Extensive simulations across realistic deployment scenarios—including rural, indoor, and urban macrocells—have demonstrated the substantial benefits of RIS-assisted architectures over traditional direct-link communication. Notably, the passive RIS improves the average SNR from 3.0 dB to 7.1 dB, and active RIS further to 10.0 dB. Correspondingly, throughput increases from 2.6 Gbps (direct link) to 4.6 Gbps and 6.8 Gbps, respectively. Latency is reduced significantly, from 80 ms to 35 ms, while energy efficiency improves from 0.44 to 0.82 (normalized) under active RIS.

In addition to communication gains, the proposed framework achieves remarkable improvements in ambient RF energy harvesting. Passive and active RIS increase the harvested power and conversion efficiency, which can be leveraged to power low-energy devices and reduce network-wide energy consumption. Sustainability analysis confirms reductions in power usage and CO₂ emissions, particularly with passive RIS, making the solution highly suitable for eco-friendly deployments.

The results also indicate that RIS-assisted systems offer robustness against interference and channel estimation errors (CEE). Active RIS, in particular, shows the greatest resilience under harsh conditions, further supporting its role in advanced urban and high-density scenarios.

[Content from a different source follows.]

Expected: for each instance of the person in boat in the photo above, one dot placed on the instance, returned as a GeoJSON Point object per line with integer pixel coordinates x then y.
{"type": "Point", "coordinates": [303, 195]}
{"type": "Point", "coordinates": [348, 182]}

In conclusion, the unified RIS framework effectively addresses the dual challenges of spectral and energy efficiency. It provides scalable, robust, and sustainable wireless connectivity solutions that are essential for 6G networks, massive IoT, smart cities, and future green communication systems. Future work will explore dynamic RIS reconfiguration strategies powered by AI and machine learning to further optimize performance under mobility and rapidly changing channel environments.